少女は蔵の扉からひょっこりと顔を出すと、蔵の中に足を踏み入れて、おばあちゃんに向けてピースサインをした。


…つい最近の光景…。


「私、今日から2年生だよ!」

『そうかい。でもスカートが短くないかね』

少女が通う高校のスカートの長さの規定は膝上3センチだが、少女はそれを膝上5センチにしている。

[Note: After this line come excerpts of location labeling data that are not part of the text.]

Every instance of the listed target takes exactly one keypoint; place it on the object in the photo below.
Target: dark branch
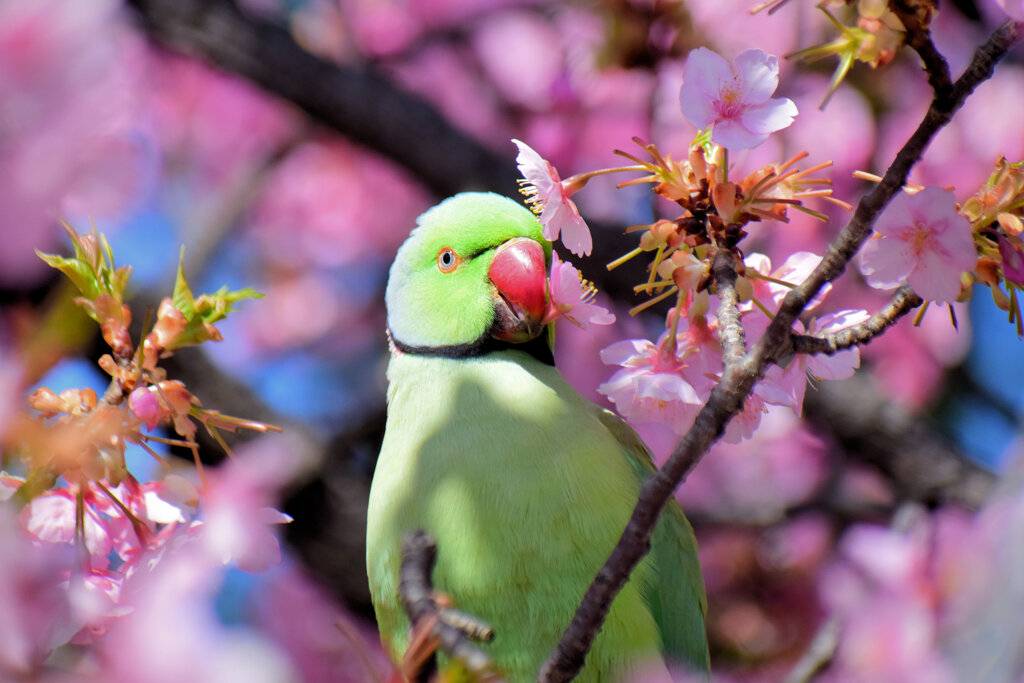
(921, 465)
(916, 18)
(902, 302)
(727, 398)
(858, 229)
(356, 101)
(419, 553)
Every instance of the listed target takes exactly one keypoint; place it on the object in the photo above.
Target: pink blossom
(797, 267)
(570, 296)
(651, 386)
(1013, 8)
(1012, 253)
(238, 507)
(785, 386)
(145, 407)
(67, 121)
(550, 196)
(35, 613)
(51, 517)
(921, 240)
(734, 99)
(173, 634)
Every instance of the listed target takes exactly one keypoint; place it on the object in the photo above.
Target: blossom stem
(622, 259)
(136, 523)
(902, 302)
(921, 314)
(762, 307)
(82, 551)
(754, 273)
(650, 302)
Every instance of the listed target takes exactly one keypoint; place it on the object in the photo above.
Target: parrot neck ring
(537, 347)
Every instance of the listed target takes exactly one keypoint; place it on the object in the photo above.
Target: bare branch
(730, 330)
(727, 397)
(859, 228)
(916, 17)
(357, 101)
(419, 553)
(903, 301)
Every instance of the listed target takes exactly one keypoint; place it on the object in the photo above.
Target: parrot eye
(448, 260)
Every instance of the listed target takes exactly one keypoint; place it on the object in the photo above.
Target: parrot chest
(525, 492)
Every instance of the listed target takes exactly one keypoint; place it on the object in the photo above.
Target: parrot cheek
(512, 326)
(519, 279)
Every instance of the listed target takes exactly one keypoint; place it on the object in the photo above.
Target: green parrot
(525, 484)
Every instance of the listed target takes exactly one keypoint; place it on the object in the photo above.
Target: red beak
(519, 276)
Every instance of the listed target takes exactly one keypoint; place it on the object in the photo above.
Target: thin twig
(903, 301)
(727, 397)
(419, 553)
(916, 17)
(730, 330)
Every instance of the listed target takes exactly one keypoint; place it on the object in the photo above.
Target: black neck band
(537, 347)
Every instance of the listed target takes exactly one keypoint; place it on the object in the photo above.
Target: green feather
(525, 484)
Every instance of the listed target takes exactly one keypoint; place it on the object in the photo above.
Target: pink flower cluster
(922, 240)
(734, 100)
(669, 382)
(100, 558)
(70, 141)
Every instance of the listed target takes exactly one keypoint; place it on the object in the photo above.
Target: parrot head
(473, 272)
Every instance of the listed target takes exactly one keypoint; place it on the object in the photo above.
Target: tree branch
(419, 553)
(858, 229)
(922, 465)
(730, 330)
(737, 381)
(916, 17)
(903, 301)
(356, 101)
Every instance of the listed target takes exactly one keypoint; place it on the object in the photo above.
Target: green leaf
(79, 271)
(182, 298)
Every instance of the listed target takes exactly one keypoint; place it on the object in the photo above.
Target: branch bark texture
(737, 380)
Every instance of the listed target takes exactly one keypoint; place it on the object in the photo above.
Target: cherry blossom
(570, 296)
(785, 386)
(923, 241)
(650, 387)
(1013, 8)
(550, 196)
(734, 99)
(794, 270)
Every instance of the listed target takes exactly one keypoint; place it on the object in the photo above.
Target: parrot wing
(675, 590)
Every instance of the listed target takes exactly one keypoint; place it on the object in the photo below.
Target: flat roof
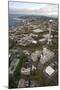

少女は1年生の時はちゃんと膝上3センチにしていたが、進級した今は少しだけスカートを短くしていた。

「2年生はこのくらいでしょ…、たぶん」

買い物に行かせてもらえないため今時の服装がいまいち分からない少女は、このくらいのスカートの長さがオシャレだと思っている。

「まぁいいやっ!それよりさ…」

少女はある本を探し、その本を見つけるとおばあちゃんに見せた。

「明日、課題テストがあってさ…、古文の範囲はこの本なんだよね…。それでさ…」

『…教えてほしいのかい?』

「そう!教えて!お願い教えて!」

『でも、もう完璧じゃないか』

今の少女は、古文のことをもうだいたいは分かっていた。

でも完璧に分かってしまったら、もうおばあちゃんに会う理由がなくなってしまうと、少女は考えていたのだ。

「完璧じゃないし!」

『まったく…。いつからこんなに意地っ張りな子になってしまったんだろうね…』

「意地なんか張ってないよ」

『そうかいそうかい。…分かったよ。教えてあげるわ』

「…!ありがとう!」

『で、どこが分からないのかね』

「えーっとね…」

少女は本をパラパラとめくる。


「……舞?」


「え…?」

おばあちゃん以外の人に自分の名前を呼ばれた少女は、その方を振り返った。

少女が振り返った先は蔵の扉だ。

「……っ!?」



少女は目を見開いた。

それと同時に心臓の音が高鳴る。



「あんた…、こんな所で何をしてるの?」



「…おば…さん…」



扉に晶子おばさんが立っていた。



さっき蔵に入った時、少女はうっかりして扉を閉め忘れてしまっていたのだった。